The mineralized intervals from hole 2 were calculated using a 1 gram gold grade envelope but if the intervening low-grade segments were included in the calculations, then the entire intercept from hole 2 could be considered to grade 1.26 grams gold over 60.32 metres starting at 18 metres, with a second zone of 1.15 grams gold over 51.32 metres starting at 122.43 metres.
Hole 1 intercepted a single, thick interval of 17.07 grams gold over 15.5 metres starting at 15 metres downhole, hosted primarily in silicified breccia units and minor non-brecciated silica-altered gneiss.
By contrast, mineralization in hole 2 was mainly hosted in broad zones of quartz veining and silica-flooding with restricted breccia zones and yeilded five significant gold-bearing intersections.
Both holes intersected extensively oxidized, limonitic, clay- and silica-altered augen gneiss host rocks displaying complex multi-phase hydrothermal breccia (fragmental) textures in addition to quartz vein stockworks, minor pyrite and rare arsenopyrite.
Drill holes 1 and 2 were drilled to the east from the same set-up and were designed to test the depth extent of high-grade gold-in-rock results obtained by Kaminak in 2009 along the Trench 3 trend. Hole 1 was drilled at a -50 degree angle and hole 2 was drilled at a -70 degree angle.
The two holes were drilled from the same set-up at the Supremo zone, one of eight top priority targets identified on the 43-km long property.

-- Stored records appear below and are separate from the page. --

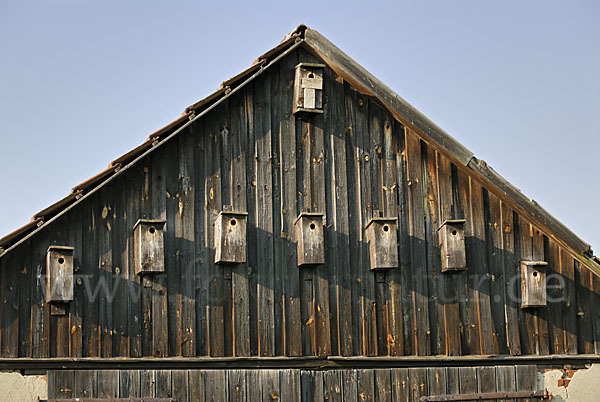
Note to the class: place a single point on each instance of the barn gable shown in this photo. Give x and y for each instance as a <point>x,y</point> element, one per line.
<point>368,160</point>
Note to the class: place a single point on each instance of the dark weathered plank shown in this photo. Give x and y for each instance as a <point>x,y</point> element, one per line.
<point>512,280</point>
<point>332,390</point>
<point>108,383</point>
<point>467,294</point>
<point>417,378</point>
<point>567,270</point>
<point>468,380</point>
<point>130,384</point>
<point>555,293</point>
<point>86,384</point>
<point>105,284</point>
<point>437,380</point>
<point>418,251</point>
<point>90,273</point>
<point>121,279</point>
<point>585,331</point>
<point>353,131</point>
<point>289,212</point>
<point>452,282</point>
<point>527,317</point>
<point>539,251</point>
<point>495,258</point>
<point>215,385</point>
<point>479,271</point>
<point>197,384</point>
<point>400,385</point>
<point>237,386</point>
<point>25,280</point>
<point>435,278</point>
<point>180,391</point>
<point>264,217</point>
<point>185,237</point>
<point>237,184</point>
<point>290,385</point>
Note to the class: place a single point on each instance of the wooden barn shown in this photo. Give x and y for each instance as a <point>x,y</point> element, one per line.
<point>303,233</point>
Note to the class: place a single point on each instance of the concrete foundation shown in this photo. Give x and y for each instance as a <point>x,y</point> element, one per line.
<point>15,387</point>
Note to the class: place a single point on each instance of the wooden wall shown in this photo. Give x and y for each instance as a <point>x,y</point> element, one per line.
<point>401,384</point>
<point>251,153</point>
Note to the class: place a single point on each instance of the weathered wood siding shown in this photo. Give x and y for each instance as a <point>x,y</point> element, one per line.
<point>250,152</point>
<point>398,384</point>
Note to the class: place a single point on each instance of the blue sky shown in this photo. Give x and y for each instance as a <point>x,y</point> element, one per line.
<point>517,82</point>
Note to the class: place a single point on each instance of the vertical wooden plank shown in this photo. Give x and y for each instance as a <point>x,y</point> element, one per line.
<point>394,331</point>
<point>315,162</point>
<point>25,282</point>
<point>212,191</point>
<point>180,385</point>
<point>354,130</point>
<point>108,383</point>
<point>279,79</point>
<point>223,132</point>
<point>332,385</point>
<point>105,284</point>
<point>436,280</point>
<point>555,294</point>
<point>420,294</point>
<point>167,332</point>
<point>237,179</point>
<point>383,385</point>
<point>404,254</point>
<point>148,383</point>
<point>290,385</point>
<point>401,385</point>
<point>381,306</point>
<point>215,385</point>
<point>365,380</point>
<point>269,382</point>
<point>595,311</point>
<point>163,383</point>
<point>495,258</point>
<point>264,217</point>
<point>450,284</point>
<point>526,380</point>
<point>486,379</point>
<point>417,378</point>
<point>349,383</point>
<point>468,380</point>
<point>86,384</point>
<point>90,273</point>
<point>185,237</point>
<point>584,286</point>
<point>478,269</point>
<point>436,379</point>
<point>130,384</point>
<point>9,299</point>
<point>567,270</point>
<point>120,257</point>
<point>197,384</point>
<point>528,319</point>
<point>289,212</point>
<point>453,380</point>
<point>540,249</point>
<point>135,182</point>
<point>505,379</point>
<point>468,295</point>
<point>237,385</point>
<point>357,111</point>
<point>512,280</point>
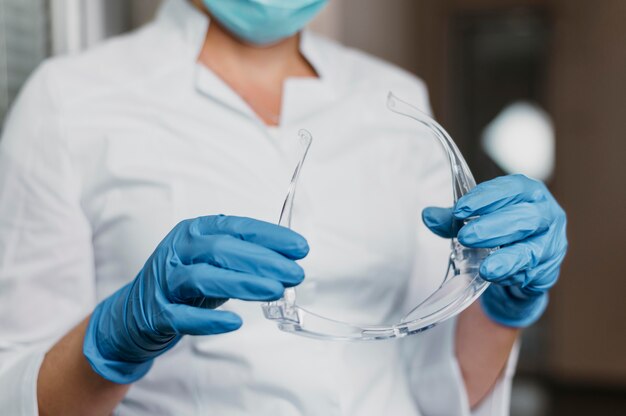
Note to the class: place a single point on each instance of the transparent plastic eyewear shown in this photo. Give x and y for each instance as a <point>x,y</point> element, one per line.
<point>460,286</point>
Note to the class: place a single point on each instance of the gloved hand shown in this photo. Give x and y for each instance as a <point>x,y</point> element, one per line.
<point>200,263</point>
<point>522,217</point>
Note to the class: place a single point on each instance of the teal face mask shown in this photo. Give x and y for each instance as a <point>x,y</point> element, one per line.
<point>263,22</point>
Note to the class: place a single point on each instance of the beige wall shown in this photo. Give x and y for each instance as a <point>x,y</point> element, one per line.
<point>586,323</point>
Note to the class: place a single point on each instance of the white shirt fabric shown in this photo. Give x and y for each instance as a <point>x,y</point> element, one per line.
<point>104,152</point>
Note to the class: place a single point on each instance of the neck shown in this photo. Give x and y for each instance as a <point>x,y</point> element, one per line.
<point>223,52</point>
<point>256,73</point>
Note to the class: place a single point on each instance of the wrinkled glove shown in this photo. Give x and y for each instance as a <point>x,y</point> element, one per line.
<point>200,263</point>
<point>520,216</point>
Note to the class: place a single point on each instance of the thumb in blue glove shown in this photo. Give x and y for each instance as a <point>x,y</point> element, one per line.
<point>520,216</point>
<point>198,265</point>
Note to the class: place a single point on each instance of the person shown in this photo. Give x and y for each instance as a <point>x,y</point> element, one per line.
<point>116,265</point>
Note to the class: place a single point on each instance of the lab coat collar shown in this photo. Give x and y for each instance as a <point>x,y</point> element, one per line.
<point>301,96</point>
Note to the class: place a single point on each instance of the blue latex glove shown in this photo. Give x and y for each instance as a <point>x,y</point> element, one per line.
<point>200,263</point>
<point>522,217</point>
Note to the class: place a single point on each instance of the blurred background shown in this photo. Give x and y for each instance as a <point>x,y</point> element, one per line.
<point>528,86</point>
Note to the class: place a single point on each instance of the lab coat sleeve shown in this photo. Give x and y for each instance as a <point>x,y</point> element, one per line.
<point>46,259</point>
<point>435,375</point>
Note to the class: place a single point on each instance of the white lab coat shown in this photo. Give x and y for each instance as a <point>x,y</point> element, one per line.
<point>106,151</point>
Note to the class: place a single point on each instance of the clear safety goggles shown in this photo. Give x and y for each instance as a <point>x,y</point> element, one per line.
<point>459,287</point>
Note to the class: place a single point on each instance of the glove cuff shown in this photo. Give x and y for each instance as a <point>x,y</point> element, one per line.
<point>510,307</point>
<point>116,371</point>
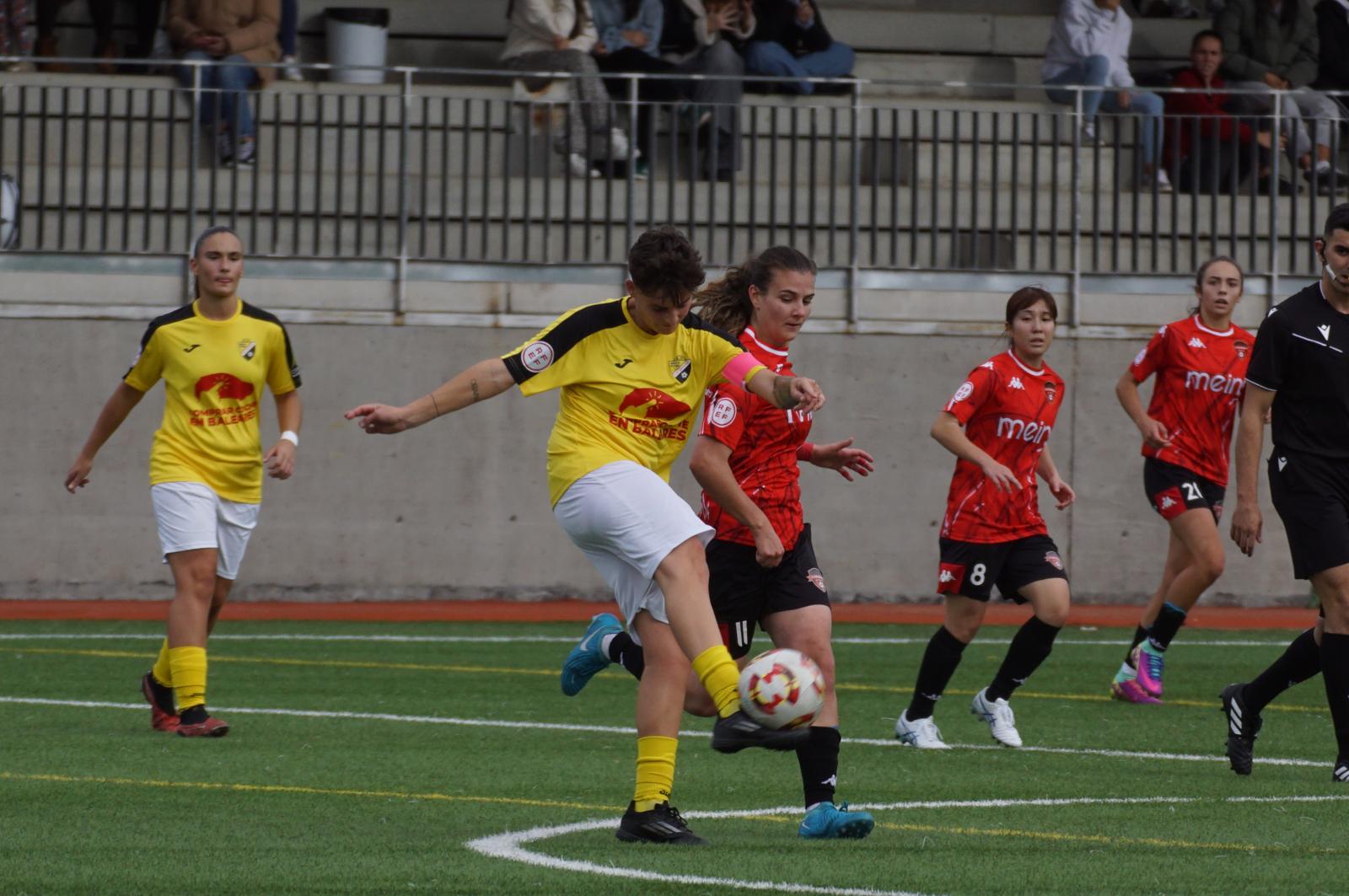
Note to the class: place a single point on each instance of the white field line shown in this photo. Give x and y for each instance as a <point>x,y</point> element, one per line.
<point>550,639</point>
<point>615,729</point>
<point>512,844</point>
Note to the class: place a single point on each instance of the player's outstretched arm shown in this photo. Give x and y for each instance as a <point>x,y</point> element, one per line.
<point>788,393</point>
<point>1245,520</point>
<point>1061,490</point>
<point>712,466</point>
<point>482,381</point>
<point>842,456</point>
<point>1153,431</point>
<point>114,413</point>
<point>950,435</point>
<point>281,458</point>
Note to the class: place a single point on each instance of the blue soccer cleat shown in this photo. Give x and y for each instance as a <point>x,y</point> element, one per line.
<point>836,822</point>
<point>589,656</point>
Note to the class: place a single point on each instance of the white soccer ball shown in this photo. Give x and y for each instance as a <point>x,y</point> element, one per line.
<point>782,689</point>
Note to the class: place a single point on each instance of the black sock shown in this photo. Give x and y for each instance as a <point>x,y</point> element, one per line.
<point>1335,668</point>
<point>1137,639</point>
<point>939,662</point>
<point>1029,648</point>
<point>820,761</point>
<point>1164,628</point>
<point>627,653</point>
<point>1294,666</point>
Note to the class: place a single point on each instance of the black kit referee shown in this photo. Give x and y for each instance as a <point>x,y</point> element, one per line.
<point>1299,368</point>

Drilling continues with samples being processed at the assay laboratory from Supremo step-out holes and initial holes from the Latte zone, 1 km to the south of Supremo.
New geological mapping and trenching completed at Supremo this year suggest mineralization at Trench 3 is hosted in a north-south trending linear structure/alteration zone that extends for at least 200 metres and is open in both directions along trend, as well as to depth.
Measurements from oriented core from both holes 1 and 2 also appear to indicate that gneissic banding is shallowly dipping to the west and that mineralized veins occur at high angle to the gneissic fabric, suggesting “near-vertical” dipping gold zones. More drilling on this section will be required in order to correlate rock units and mineralized zones from hole 1 and 2 and also to determine the true width of these zones.
One interesting component of the property is the presence of barite, a sulfur-bearing mineral. “When you look at the rock under the micron microscope it is loaded with barite and native gold,” Carpenter noted. “It is common in some types of deposits and we’re seeing it as a key indicator here in the Coffee project.”
The barite is very fine grained and it’s usually found in the matrix of the breccias. “My understanding is that barite is very prevalent at the Golden Saddle deposit,” he added. “It appears that these types of elements are becoming more common in the district and if we can use them as potential vectors to gold mineralization we will follow up on that.”
So far Kaminak has completed thirteen drill holes across different zones on its property (Supremo, Latte, and Double Double). Results from two of the initial four holes were released on May 26. Its next batch of assay results from seven holes drilled on the Latte zone, 1 km south of the Supremo zone, will be out in the next couple of weeks.
Over the last year Kaminak has traded in a range of 22¢-$1.10 and has 46.5 million shares outstanding.